Research
Spatial Cross-validation for Geospatial Data
Geospatial learning problems are frequently characterized by spatial autocorrelated input features and by the potential covariate shift at test time. These realities violate the classical iid assumption which most cross-validation methods rely on to estimate the generalization error. We investigate theoretical criteria for unbiased cross-validation estimators in the geospatial setting, develop a framework for choosing an appropriate strategy to estimate model error, and develop new cross-validation algorithms for challenging scenarios. Funded in part by the National Science Foundation (NSF) under Grant No. III-2046678 and by the United States Department of Agriculture National Institute of Food and Agriculture (USDA-NIFA) award No. 2021-67021-35344 (AgAID AI Institute)
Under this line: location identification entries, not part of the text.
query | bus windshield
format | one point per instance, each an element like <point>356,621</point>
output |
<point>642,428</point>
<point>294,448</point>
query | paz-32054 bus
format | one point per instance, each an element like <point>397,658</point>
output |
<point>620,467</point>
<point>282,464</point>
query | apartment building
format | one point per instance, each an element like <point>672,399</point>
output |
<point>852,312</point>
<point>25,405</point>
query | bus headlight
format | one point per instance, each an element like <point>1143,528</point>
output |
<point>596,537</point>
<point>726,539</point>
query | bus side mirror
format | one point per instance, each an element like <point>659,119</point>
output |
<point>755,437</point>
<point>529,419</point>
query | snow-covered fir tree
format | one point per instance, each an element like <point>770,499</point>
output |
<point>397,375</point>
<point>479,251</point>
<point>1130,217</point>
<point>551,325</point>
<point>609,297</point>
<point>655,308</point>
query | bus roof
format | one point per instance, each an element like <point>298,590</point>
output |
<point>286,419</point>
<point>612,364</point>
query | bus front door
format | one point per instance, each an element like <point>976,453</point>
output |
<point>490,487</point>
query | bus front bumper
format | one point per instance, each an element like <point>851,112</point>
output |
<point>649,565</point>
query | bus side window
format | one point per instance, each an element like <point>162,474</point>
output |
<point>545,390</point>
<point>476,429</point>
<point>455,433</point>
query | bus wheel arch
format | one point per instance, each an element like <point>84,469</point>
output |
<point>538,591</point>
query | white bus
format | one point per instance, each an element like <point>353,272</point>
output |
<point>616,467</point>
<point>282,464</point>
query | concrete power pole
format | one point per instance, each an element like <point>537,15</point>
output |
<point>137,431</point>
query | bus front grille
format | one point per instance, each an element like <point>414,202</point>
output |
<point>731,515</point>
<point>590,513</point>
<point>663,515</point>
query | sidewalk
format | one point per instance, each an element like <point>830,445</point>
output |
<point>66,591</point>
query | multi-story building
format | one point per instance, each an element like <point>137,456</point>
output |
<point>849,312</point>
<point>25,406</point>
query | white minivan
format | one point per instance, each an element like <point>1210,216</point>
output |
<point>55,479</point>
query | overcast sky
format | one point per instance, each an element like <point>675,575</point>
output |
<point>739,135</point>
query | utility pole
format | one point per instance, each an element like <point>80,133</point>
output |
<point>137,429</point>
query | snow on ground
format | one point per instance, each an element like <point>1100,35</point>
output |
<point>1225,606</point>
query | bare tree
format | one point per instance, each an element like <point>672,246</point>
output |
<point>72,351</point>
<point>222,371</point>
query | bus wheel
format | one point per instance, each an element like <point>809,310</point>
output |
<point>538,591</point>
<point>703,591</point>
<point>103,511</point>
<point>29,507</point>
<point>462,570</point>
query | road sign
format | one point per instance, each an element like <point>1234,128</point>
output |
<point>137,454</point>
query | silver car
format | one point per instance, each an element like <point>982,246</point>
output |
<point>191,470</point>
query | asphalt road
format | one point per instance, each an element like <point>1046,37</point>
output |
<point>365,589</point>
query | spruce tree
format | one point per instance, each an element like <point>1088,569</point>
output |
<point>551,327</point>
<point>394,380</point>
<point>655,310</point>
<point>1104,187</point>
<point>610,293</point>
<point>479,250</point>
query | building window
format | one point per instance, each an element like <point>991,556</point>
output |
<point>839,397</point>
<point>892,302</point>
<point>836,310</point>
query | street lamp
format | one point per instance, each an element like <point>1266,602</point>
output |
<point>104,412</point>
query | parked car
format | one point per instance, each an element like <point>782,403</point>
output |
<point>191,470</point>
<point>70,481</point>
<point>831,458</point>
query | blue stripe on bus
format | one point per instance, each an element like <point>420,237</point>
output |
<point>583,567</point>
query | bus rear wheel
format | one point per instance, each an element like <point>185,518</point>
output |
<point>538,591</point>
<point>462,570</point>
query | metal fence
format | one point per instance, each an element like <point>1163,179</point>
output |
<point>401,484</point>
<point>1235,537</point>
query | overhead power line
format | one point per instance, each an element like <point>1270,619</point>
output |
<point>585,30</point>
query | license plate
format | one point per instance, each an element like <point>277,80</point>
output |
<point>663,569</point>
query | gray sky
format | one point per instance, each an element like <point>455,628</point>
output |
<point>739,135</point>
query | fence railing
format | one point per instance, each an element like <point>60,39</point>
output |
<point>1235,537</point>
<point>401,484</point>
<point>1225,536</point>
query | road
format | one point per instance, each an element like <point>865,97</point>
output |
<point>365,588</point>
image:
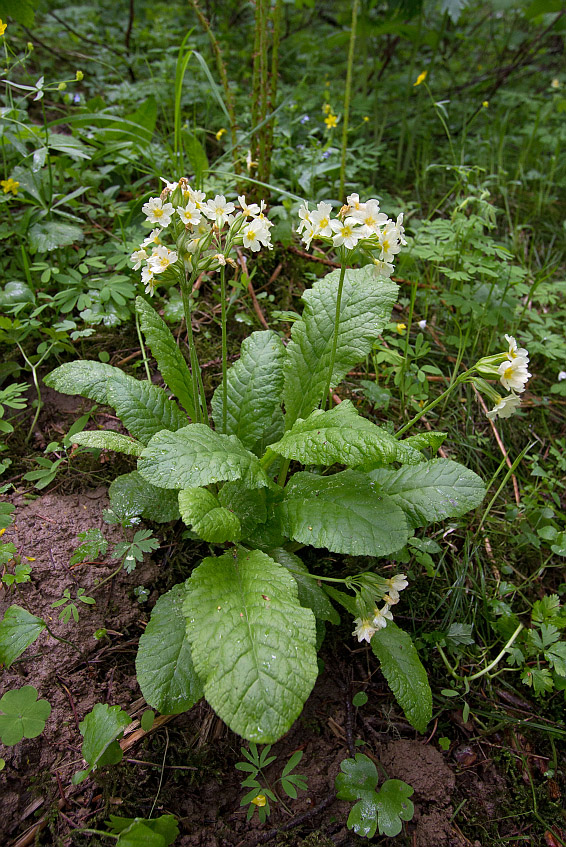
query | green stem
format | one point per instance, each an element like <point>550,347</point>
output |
<point>335,334</point>
<point>224,351</point>
<point>186,287</point>
<point>347,95</point>
<point>142,347</point>
<point>433,403</point>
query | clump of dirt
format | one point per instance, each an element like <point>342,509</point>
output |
<point>72,679</point>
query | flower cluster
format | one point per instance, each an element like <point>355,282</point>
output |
<point>367,626</point>
<point>511,367</point>
<point>359,225</point>
<point>199,232</point>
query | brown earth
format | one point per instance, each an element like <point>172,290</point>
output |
<point>188,762</point>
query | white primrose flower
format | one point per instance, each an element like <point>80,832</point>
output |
<point>384,269</point>
<point>347,233</point>
<point>152,239</point>
<point>219,210</point>
<point>190,215</point>
<point>380,617</point>
<point>137,258</point>
<point>161,258</point>
<point>506,407</point>
<point>370,217</point>
<point>320,219</point>
<point>148,280</point>
<point>513,374</point>
<point>158,212</point>
<point>354,205</point>
<point>305,216</point>
<point>514,351</point>
<point>364,630</point>
<point>255,235</point>
<point>390,242</point>
<point>250,210</point>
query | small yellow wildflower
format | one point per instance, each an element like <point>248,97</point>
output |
<point>10,185</point>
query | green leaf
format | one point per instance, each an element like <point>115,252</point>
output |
<point>144,408</point>
<point>101,730</point>
<point>403,670</point>
<point>89,379</point>
<point>170,361</point>
<point>386,808</point>
<point>248,504</point>
<point>196,456</point>
<point>18,629</point>
<point>366,305</point>
<point>344,513</point>
<point>164,666</point>
<point>132,495</point>
<point>253,644</point>
<point>394,806</point>
<point>22,11</point>
<point>141,832</point>
<point>49,235</point>
<point>431,491</point>
<point>255,382</point>
<point>93,545</point>
<point>23,715</point>
<point>311,594</point>
<point>107,440</point>
<point>200,509</point>
<point>341,435</point>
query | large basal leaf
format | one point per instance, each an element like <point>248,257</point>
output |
<point>311,594</point>
<point>253,644</point>
<point>18,629</point>
<point>255,382</point>
<point>196,456</point>
<point>212,522</point>
<point>164,666</point>
<point>345,513</point>
<point>170,361</point>
<point>432,491</point>
<point>405,674</point>
<point>143,408</point>
<point>108,440</point>
<point>341,435</point>
<point>366,305</point>
<point>248,504</point>
<point>132,495</point>
<point>89,379</point>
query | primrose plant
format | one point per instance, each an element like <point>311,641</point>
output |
<point>241,631</point>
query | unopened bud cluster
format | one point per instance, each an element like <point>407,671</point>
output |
<point>374,590</point>
<point>194,234</point>
<point>357,226</point>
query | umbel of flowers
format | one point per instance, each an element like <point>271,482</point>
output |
<point>357,226</point>
<point>198,232</point>
<point>193,235</point>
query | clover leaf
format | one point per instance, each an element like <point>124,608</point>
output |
<point>385,808</point>
<point>23,715</point>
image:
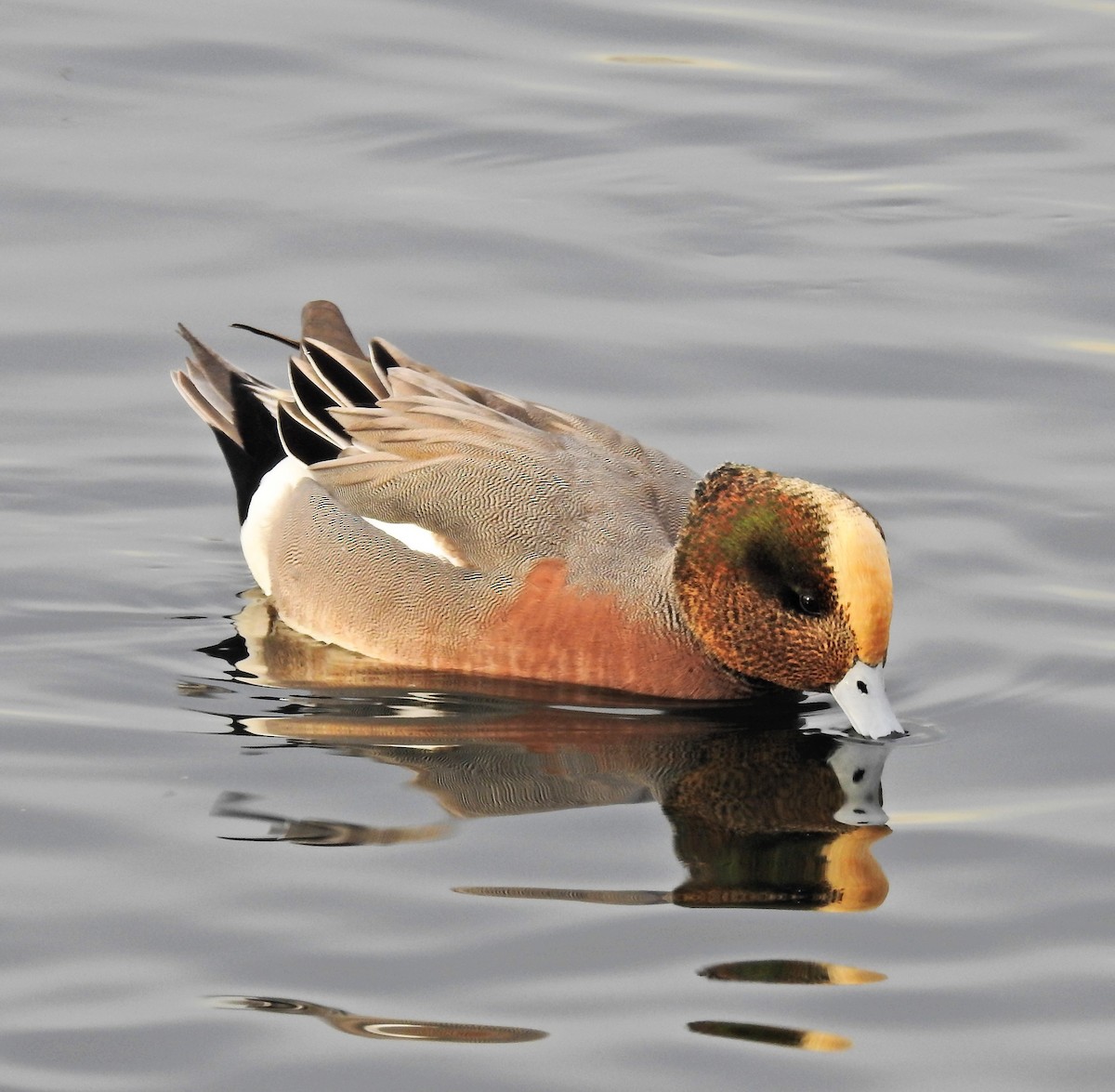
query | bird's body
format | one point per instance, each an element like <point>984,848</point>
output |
<point>425,521</point>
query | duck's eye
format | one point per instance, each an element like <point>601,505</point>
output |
<point>809,602</point>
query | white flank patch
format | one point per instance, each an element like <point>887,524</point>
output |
<point>416,538</point>
<point>265,507</point>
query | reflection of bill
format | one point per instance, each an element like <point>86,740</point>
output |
<point>764,815</point>
<point>382,1026</point>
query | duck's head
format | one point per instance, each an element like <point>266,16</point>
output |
<point>789,583</point>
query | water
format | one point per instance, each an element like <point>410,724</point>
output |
<point>868,244</point>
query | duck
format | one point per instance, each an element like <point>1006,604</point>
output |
<point>422,520</point>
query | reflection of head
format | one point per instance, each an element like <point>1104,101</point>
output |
<point>763,814</point>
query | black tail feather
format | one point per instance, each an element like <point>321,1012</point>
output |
<point>261,449</point>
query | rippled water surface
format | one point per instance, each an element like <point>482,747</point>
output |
<point>865,243</point>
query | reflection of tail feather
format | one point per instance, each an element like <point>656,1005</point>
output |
<point>380,1026</point>
<point>321,831</point>
<point>775,1036</point>
<point>570,895</point>
<point>791,971</point>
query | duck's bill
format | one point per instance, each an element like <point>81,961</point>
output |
<point>863,698</point>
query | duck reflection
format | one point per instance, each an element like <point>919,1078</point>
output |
<point>764,814</point>
<point>382,1026</point>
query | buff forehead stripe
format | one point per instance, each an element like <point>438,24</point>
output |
<point>862,574</point>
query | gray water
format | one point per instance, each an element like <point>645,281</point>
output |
<point>865,243</point>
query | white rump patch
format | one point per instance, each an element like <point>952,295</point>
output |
<point>266,506</point>
<point>419,539</point>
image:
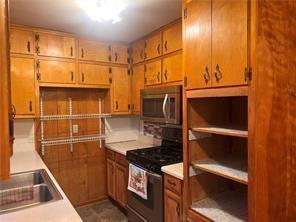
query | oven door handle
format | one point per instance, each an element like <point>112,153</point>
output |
<point>164,105</point>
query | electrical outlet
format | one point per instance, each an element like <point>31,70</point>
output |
<point>75,128</point>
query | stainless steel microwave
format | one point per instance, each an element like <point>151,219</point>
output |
<point>162,105</point>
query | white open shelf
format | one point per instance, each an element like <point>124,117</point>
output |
<point>226,206</point>
<point>226,131</point>
<point>232,169</point>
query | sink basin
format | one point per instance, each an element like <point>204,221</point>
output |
<point>35,188</point>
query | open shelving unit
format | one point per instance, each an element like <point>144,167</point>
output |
<point>218,156</point>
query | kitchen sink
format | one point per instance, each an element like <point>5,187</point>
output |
<point>27,189</point>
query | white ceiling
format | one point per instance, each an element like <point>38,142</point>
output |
<point>138,19</point>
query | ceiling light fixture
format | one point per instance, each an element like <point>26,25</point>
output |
<point>103,10</point>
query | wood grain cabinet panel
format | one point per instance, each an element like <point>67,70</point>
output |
<point>153,73</point>
<point>138,51</point>
<point>22,41</point>
<point>172,207</point>
<point>92,74</point>
<point>94,51</point>
<point>111,179</point>
<point>23,85</point>
<point>55,45</point>
<point>197,44</point>
<point>119,53</point>
<point>120,90</point>
<point>121,184</point>
<point>55,71</point>
<point>172,68</point>
<point>153,46</point>
<point>229,42</point>
<point>137,80</point>
<point>172,38</point>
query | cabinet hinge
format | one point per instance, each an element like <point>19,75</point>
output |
<point>185,81</point>
<point>248,74</point>
<point>37,37</point>
<point>185,13</point>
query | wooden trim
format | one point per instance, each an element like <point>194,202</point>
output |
<point>218,92</point>
<point>4,92</point>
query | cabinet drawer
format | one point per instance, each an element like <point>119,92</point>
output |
<point>173,184</point>
<point>110,154</point>
<point>120,159</point>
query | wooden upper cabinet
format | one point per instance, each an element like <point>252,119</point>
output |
<point>197,44</point>
<point>137,85</point>
<point>23,86</point>
<point>119,53</point>
<point>22,41</point>
<point>120,90</point>
<point>92,74</point>
<point>172,68</point>
<point>229,42</point>
<point>55,71</point>
<point>153,73</point>
<point>138,51</point>
<point>94,51</point>
<point>55,45</point>
<point>153,46</point>
<point>172,38</point>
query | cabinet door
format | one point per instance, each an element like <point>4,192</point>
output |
<point>121,184</point>
<point>137,85</point>
<point>52,71</point>
<point>23,85</point>
<point>119,53</point>
<point>197,44</point>
<point>94,51</point>
<point>111,178</point>
<point>172,207</point>
<point>138,51</point>
<point>153,46</point>
<point>21,41</point>
<point>172,38</point>
<point>121,90</point>
<point>172,68</point>
<point>55,45</point>
<point>92,74</point>
<point>153,73</point>
<point>229,42</point>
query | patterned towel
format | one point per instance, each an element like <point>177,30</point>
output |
<point>137,181</point>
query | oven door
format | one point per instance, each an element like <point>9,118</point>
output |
<point>161,108</point>
<point>151,210</point>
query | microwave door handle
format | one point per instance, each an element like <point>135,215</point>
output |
<point>164,105</point>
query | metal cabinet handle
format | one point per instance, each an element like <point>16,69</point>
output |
<point>206,75</point>
<point>218,73</point>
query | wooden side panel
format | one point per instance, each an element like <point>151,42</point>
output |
<point>153,73</point>
<point>21,41</point>
<point>197,44</point>
<point>23,85</point>
<point>229,42</point>
<point>172,68</point>
<point>137,85</point>
<point>54,71</point>
<point>92,74</point>
<point>172,38</point>
<point>56,46</point>
<point>153,46</point>
<point>272,141</point>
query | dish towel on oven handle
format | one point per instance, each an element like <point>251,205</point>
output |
<point>137,181</point>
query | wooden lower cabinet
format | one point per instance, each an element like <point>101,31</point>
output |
<point>117,176</point>
<point>172,199</point>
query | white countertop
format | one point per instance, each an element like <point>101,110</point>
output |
<point>175,170</point>
<point>123,147</point>
<point>58,211</point>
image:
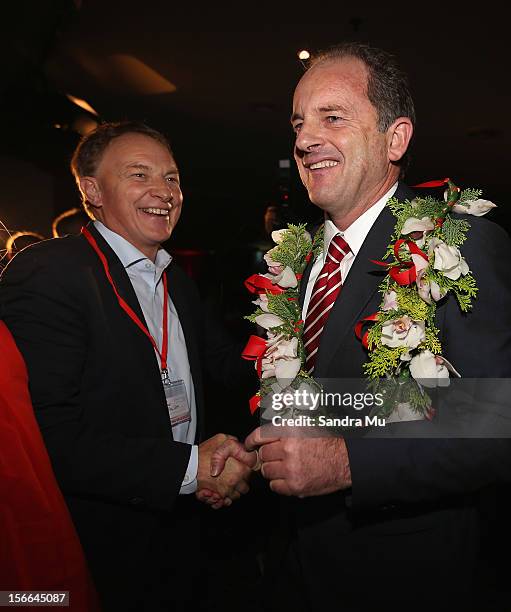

Environmental Predictors from Satellite Imagery
Species distribution models (SDMs) generally require environmental variables as model inputs. It is common to use satellite imagery to derive the environmental variables, however, there are a number of methods for turning satellite data into environmental variables. We compare different methods for establishing environmental variables from satellite imagery. Specifically, we evaluate 1) summarizing the raw bands and transformations and/or indices of the raw bands (e.g., Tasseled Cap transformations, NDVI, EVI) and 2) directly analyzing the satellite imagery with convolutional neural networks (CNNs). Funded in part by the National Aeronautics and Space Administration (NASA) under Future Investigators in NASA Earth and Space Science and Technology (FINESST) Grant No. 80NSSC20K1664.
Spatial Clustering for Species Distribution Modeling from Community Science Data
This project explores how developments in spatial clustering methods may help leverage broad scale community science data for building species distribution models (SDMs). Community science data span spatial and temporal scales unachievable by expert surveys alone, but they lack the structure imposed in smaller scale studies to allow adjustments for observational biases. Spatial clustering approaches can construct the necessary structure after surveys have occurred, but we are working to ensure that they are effective for this purpose. Funded in part by the National Science Foundation (NSF) under Grant No. III-2046678.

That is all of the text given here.